By Suzanne Perez Tobias
Do you know how many voting members are in the U.S. House of Representatives?
Can you explain what the Constitution does?
Could you name a state that borders Canada?
If so, you’re doing better than about a third of native-born American adults, who couldn’t pass a basic civics test administered to immigrants applying for U.S. citizenship.
“I don’t know if things are worse than they used to be or better in terms of civics education,” said Kansas Attorney General Derek Schmidt. “But I know they are not where all of us would want them to be.”
Schmidt is proposing an initiative to beef up civics knowledge among Kansas students, asking the State Board of Education to integrate the naturalization test as an educational tool in the state’s middle schools.
Schmidt’s proposal, inspired in part by national efforts by the Joe Foss Institute, would establish a voluntary system where middle school students would take the naturalization exam – the one immigrants have to pass to become citizens – and be recognized in some way for successfully completing it.
Schmidt also proposed encouraging more interaction between students and civic leaders.
“I had read a lot of the news coverage … about this concept. And it struck me at a gut level as a reasonable and good idea,” Schmidt said.
“It seems a natural fit to say that as an obligation of citizenship, regardless of whether one is born here or naturalized, there are certain core bits of information that we ought to insist you know.”
The Joe Foss Institute, a nonprofit group based in Scottsdale, Ariz., is on a mission to make passing the U.S. citizenship exam a high-school graduation requirement in all 50 states by 2017.
Lucian Spataro, chairman of educational initiatives for the institute, says citizenship-exam requirements already have been passed in nine states: Arizona, Idaho, Louisiana, North Dakota, South Carolina, South Dakota, Tennessee, Utah and Wisconsin. The group is working with lawmakers and others in 26 more states, including Kansas, to introduce legislation in 2016, Spataro said.
“The basic building blocks of our republic aren’t being taught in our schools anymore today in a manner that is emphasized,” he said. “And that’s because they’re not on a test that matters. … If it’s tested, it’s taught.”
Although the group favors stricter requirements, Schmidt’s proposal for a voluntary test for middle-schoolers is “an important first step,” Spataro said Tuesday. “We applaud … Schmidt for his leadership and foresight recognizing the quiet crisis in civics education.”
The state board heard Schmidt’s presentation but took no action at this week’s meeting in Topeka. Board members said they plan to discuss the recommendation further.
For people born outside the U.S., applying for citizenship is a sometimes lengthy process that includes applications, residency requirements, biometric screenings, background checks and an interview.
During the interview, a U.S. Citizenship and Immigration Services officer asks up to 10 random questions from a pool of 100 questions designed to test applicants’ familiarity with the fundamentals of American history, government and geography. Applicants must answer at least six questions correctly to pass.
“It’s very basic. The majority of people pass the test on the first try,” said Marilu Cabrera, spokeswoman for the USCIS regional office in Chicago. “So hopefully the students would be able to.”
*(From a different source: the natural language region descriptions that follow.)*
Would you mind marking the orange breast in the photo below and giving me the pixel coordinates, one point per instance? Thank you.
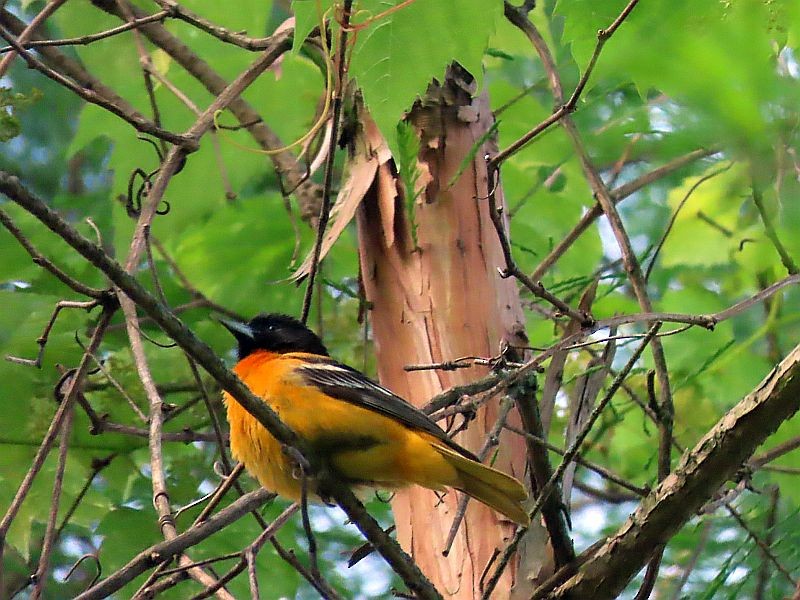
(393, 455)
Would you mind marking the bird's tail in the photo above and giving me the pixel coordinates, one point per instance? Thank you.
(494, 488)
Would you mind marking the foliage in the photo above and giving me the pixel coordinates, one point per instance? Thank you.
(675, 78)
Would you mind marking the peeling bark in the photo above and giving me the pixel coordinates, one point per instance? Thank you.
(437, 295)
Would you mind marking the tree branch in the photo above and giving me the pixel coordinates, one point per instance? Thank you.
(714, 460)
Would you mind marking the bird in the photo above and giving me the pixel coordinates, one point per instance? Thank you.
(358, 430)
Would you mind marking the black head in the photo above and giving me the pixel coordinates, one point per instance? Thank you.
(274, 333)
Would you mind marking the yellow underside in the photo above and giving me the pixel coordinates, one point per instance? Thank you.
(403, 456)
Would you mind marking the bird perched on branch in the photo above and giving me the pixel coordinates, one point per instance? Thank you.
(359, 430)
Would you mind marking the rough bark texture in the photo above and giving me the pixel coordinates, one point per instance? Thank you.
(436, 295)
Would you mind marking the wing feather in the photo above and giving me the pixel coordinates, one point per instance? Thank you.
(345, 383)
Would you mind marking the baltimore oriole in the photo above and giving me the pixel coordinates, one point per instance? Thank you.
(363, 433)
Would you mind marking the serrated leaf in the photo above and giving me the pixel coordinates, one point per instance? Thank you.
(398, 55)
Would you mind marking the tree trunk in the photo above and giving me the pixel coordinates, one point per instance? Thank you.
(436, 295)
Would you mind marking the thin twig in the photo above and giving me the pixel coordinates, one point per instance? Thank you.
(769, 229)
(85, 40)
(548, 488)
(325, 208)
(40, 576)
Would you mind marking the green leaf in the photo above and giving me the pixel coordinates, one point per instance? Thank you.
(397, 56)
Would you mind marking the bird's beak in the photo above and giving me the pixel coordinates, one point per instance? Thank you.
(238, 329)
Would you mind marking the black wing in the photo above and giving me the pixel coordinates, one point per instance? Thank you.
(345, 383)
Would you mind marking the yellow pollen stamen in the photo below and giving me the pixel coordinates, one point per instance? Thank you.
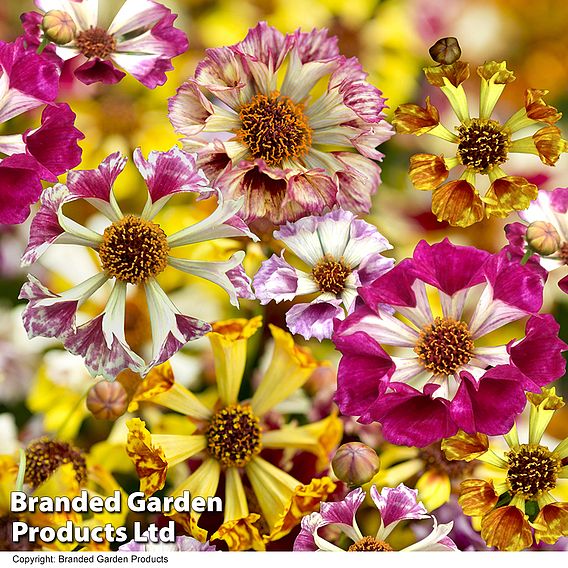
(532, 470)
(274, 128)
(234, 435)
(134, 250)
(44, 456)
(444, 346)
(483, 144)
(95, 42)
(370, 544)
(330, 275)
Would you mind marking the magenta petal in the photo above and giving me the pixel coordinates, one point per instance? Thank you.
(490, 405)
(398, 504)
(96, 70)
(539, 354)
(314, 319)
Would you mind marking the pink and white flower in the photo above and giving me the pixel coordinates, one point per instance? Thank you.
(341, 252)
(394, 505)
(133, 250)
(438, 310)
(27, 82)
(141, 39)
(255, 113)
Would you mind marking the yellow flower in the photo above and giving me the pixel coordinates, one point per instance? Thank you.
(528, 492)
(483, 145)
(230, 437)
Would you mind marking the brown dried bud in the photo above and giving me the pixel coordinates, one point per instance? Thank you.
(445, 51)
(107, 401)
(355, 463)
(58, 27)
(543, 238)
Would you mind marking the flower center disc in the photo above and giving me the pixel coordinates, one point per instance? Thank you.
(444, 346)
(274, 128)
(44, 456)
(482, 144)
(95, 42)
(370, 544)
(532, 470)
(234, 436)
(134, 250)
(330, 275)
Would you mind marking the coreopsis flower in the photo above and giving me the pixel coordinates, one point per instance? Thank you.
(133, 250)
(394, 505)
(141, 39)
(341, 252)
(286, 121)
(439, 308)
(523, 501)
(547, 216)
(262, 502)
(27, 82)
(483, 145)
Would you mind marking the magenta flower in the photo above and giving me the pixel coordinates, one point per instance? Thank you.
(140, 39)
(341, 252)
(27, 81)
(394, 505)
(133, 250)
(550, 207)
(439, 309)
(263, 114)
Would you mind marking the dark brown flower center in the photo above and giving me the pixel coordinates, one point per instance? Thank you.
(330, 275)
(274, 128)
(44, 456)
(444, 346)
(134, 250)
(234, 435)
(532, 470)
(95, 42)
(482, 144)
(370, 544)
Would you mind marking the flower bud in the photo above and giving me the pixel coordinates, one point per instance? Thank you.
(355, 463)
(107, 401)
(543, 238)
(58, 27)
(445, 51)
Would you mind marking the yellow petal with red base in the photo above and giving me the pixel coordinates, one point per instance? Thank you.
(507, 528)
(477, 497)
(510, 193)
(458, 203)
(427, 171)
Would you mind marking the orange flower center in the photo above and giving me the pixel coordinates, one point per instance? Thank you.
(44, 456)
(274, 128)
(532, 470)
(330, 275)
(134, 250)
(234, 435)
(444, 346)
(95, 42)
(483, 144)
(370, 544)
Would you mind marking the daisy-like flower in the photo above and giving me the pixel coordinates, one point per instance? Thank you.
(27, 82)
(140, 39)
(483, 145)
(133, 250)
(439, 309)
(395, 505)
(341, 253)
(262, 502)
(286, 121)
(548, 216)
(522, 504)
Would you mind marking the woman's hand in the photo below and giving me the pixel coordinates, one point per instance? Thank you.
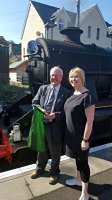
(84, 145)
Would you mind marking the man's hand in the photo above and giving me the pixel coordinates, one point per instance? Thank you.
(49, 116)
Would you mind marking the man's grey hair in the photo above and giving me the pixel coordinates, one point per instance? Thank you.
(56, 68)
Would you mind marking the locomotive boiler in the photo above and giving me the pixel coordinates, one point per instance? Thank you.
(96, 62)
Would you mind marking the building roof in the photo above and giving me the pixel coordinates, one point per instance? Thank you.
(71, 15)
(16, 64)
(45, 11)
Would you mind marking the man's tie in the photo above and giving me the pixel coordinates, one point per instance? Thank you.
(48, 105)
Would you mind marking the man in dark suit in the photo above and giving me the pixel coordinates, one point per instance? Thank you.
(54, 121)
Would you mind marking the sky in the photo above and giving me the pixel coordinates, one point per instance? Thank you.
(12, 13)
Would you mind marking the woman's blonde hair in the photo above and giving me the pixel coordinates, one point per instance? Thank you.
(78, 71)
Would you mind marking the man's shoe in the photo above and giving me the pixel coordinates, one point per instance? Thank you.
(37, 173)
(84, 197)
(53, 180)
(73, 182)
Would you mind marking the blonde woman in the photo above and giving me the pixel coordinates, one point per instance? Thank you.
(79, 110)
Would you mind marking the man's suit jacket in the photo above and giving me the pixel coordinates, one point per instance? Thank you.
(58, 124)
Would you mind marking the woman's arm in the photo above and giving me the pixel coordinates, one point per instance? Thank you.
(89, 111)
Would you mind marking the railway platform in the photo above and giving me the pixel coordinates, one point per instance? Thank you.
(17, 185)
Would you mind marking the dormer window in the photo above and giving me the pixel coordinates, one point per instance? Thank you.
(98, 33)
(89, 31)
(61, 24)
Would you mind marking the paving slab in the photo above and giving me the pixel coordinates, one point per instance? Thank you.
(21, 187)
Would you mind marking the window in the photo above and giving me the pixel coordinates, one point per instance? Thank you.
(89, 31)
(98, 33)
(61, 24)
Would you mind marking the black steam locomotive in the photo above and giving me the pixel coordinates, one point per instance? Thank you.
(96, 61)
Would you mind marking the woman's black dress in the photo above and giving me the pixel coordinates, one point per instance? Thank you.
(75, 120)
Average Americans, however, tend to have a harder time with the test than prospective citizens, who study sample questions online or with the help of citizenship classes beforehand, she said. Reporters in Chicago have conducted man-on-the-street interviews using naturalization flashcards, Cabrera said.
“That’s kind of fun. Not a whole lot of people can pass,” she said. “I don’t know if that’s funny or embarrassing.”
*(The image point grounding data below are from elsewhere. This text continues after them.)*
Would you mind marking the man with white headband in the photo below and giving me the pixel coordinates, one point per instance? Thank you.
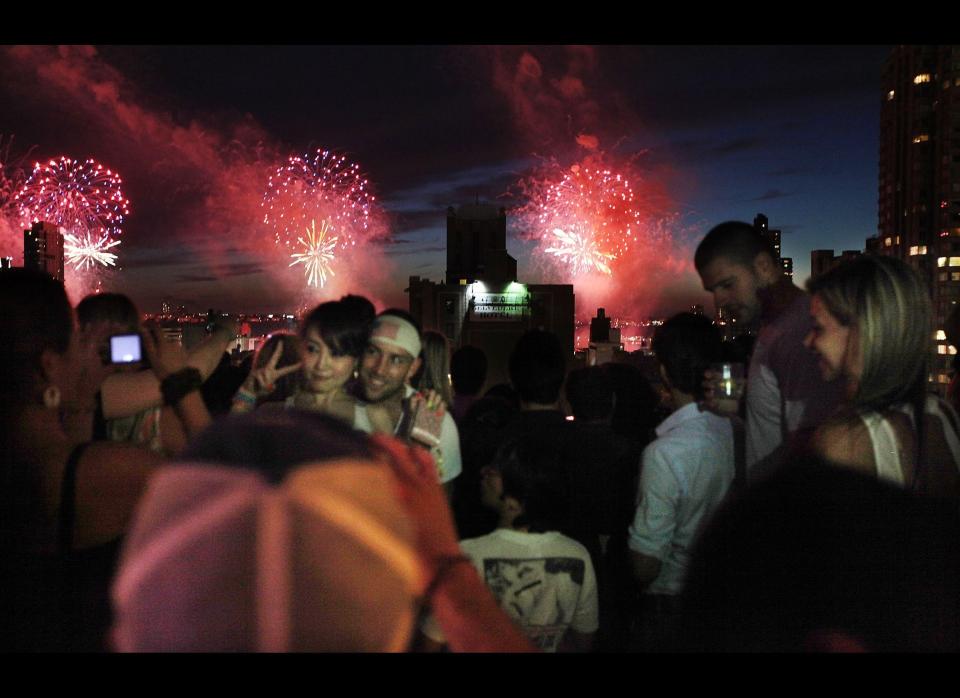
(390, 361)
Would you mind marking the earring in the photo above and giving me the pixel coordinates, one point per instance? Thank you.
(51, 397)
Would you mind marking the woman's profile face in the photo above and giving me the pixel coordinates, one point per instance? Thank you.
(322, 371)
(835, 344)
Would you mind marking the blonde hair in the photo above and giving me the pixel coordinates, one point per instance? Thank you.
(435, 373)
(888, 305)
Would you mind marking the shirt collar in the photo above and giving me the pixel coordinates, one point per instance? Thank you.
(684, 414)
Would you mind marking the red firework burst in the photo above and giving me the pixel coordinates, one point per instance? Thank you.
(321, 187)
(83, 198)
(586, 217)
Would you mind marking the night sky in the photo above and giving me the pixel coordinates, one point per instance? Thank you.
(707, 134)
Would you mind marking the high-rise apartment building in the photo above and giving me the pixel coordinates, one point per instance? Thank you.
(43, 249)
(919, 189)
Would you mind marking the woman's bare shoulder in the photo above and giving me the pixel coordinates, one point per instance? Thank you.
(845, 441)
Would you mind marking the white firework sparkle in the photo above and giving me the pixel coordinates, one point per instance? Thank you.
(88, 251)
(580, 252)
(317, 254)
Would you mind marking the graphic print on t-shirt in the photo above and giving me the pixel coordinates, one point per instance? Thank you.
(541, 594)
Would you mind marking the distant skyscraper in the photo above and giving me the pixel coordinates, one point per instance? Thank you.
(43, 249)
(477, 245)
(787, 264)
(762, 225)
(919, 188)
(822, 261)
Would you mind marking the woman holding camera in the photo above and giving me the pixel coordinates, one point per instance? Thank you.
(66, 501)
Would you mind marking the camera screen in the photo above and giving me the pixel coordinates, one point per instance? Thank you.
(125, 348)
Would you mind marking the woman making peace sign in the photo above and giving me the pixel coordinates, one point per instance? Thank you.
(332, 338)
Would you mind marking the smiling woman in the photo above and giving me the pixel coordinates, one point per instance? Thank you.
(872, 329)
(332, 339)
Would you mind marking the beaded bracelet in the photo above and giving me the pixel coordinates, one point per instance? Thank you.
(178, 385)
(244, 396)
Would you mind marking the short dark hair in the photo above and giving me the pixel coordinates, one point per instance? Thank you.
(736, 241)
(36, 317)
(342, 328)
(818, 547)
(108, 307)
(686, 345)
(537, 367)
(590, 392)
(273, 442)
(533, 475)
(468, 370)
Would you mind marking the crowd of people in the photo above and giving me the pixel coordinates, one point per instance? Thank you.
(358, 486)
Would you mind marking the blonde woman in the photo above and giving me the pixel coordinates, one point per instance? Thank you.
(435, 373)
(872, 329)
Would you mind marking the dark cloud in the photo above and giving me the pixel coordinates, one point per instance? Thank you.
(789, 171)
(420, 250)
(772, 194)
(737, 145)
(195, 278)
(244, 268)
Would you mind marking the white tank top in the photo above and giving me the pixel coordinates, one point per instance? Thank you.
(886, 448)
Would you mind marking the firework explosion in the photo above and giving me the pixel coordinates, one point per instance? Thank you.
(84, 199)
(587, 218)
(320, 187)
(578, 251)
(317, 255)
(84, 255)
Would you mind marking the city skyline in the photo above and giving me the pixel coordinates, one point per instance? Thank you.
(716, 133)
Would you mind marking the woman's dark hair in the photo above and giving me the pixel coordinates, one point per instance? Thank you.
(274, 442)
(537, 367)
(534, 476)
(342, 325)
(686, 345)
(468, 370)
(590, 393)
(108, 307)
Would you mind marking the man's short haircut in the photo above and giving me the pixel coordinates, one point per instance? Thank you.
(736, 241)
(590, 393)
(468, 370)
(342, 329)
(533, 475)
(686, 345)
(537, 367)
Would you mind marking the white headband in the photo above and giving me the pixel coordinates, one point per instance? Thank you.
(397, 332)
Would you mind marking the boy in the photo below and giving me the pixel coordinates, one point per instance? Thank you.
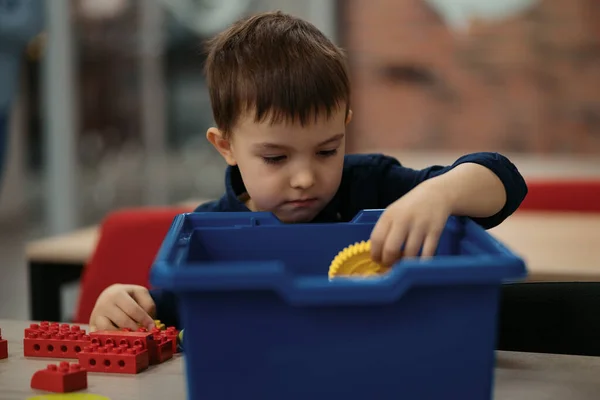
(280, 95)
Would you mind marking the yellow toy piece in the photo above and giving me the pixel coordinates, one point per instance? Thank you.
(355, 260)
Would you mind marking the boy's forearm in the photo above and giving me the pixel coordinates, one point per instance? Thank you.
(472, 190)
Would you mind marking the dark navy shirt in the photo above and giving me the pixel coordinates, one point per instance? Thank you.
(369, 181)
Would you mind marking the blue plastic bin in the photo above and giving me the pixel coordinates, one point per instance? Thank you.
(262, 320)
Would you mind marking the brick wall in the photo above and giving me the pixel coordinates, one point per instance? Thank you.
(530, 83)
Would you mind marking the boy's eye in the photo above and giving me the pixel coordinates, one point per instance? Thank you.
(273, 159)
(328, 153)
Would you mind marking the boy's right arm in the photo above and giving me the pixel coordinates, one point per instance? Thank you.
(123, 306)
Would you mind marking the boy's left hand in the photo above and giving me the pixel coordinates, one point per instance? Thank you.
(416, 219)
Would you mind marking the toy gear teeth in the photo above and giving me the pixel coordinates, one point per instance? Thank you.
(355, 260)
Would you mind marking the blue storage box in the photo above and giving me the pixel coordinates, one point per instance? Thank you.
(263, 321)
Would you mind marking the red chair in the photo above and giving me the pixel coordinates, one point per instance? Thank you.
(128, 243)
(580, 195)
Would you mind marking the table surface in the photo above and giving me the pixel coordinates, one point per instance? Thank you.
(556, 246)
(518, 375)
(75, 247)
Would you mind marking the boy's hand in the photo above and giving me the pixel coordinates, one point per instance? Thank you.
(123, 306)
(416, 219)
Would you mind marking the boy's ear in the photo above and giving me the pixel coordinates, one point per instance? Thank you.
(223, 146)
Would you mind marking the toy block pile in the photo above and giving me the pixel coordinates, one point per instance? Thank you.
(123, 352)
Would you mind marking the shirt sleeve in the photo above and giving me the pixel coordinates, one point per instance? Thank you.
(397, 180)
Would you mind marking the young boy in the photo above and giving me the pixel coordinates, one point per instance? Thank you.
(280, 95)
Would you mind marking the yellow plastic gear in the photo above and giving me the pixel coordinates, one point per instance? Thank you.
(355, 260)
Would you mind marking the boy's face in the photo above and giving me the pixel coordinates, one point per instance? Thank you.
(290, 170)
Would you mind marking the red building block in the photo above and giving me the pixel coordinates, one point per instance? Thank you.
(61, 378)
(163, 350)
(54, 340)
(171, 333)
(3, 347)
(119, 360)
(159, 345)
(142, 337)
Embarrassing, Schmidt said.
The attorney general took a sample test “because I wanted to be sure I could pass it,” he said. And he passed.
He said he thought the questions were relevant and included information every American citizen should know. That’s why he pressed forward with his proposal to use the test as a teaching tool in Kansas schools. He proposed using it in middle schools, he said, because educators he spoke with said that would be the appropriate level.
A natural starting place, he suggested, would be to integrate civics education with the state-established Celebrate Freedom Week in September, Bill of Rights Day in December or Law Day in May.
“The naturalization test can be the thread that ties together these various activities into a more cohesive and effective whole,” he said.
Schmidt said he would support legislation requiring students to pass a civics test in order to graduate, such as a measure recently introduced in Missouri.
But a voluntary, incentive-based program – where students who pass the test are recognized in some way by their teacher, school or district – would be a good starting point, he said. His two daughters, ages 10 and 12, will take the test at home regardless of whether it is required by their schools, Schmidt said.
“It’s about handing down this legacy of self-government from one generation to the next,” he said.
“Our job is to make sure that the process is protected, because at the end of the day, it’s this process of self-government that is America’s great contribution to the history of freedom around the world. And if we don’t talk about it in those terms and we don’t focus on that gift and that process, it doesn’t pass itself on automatically.”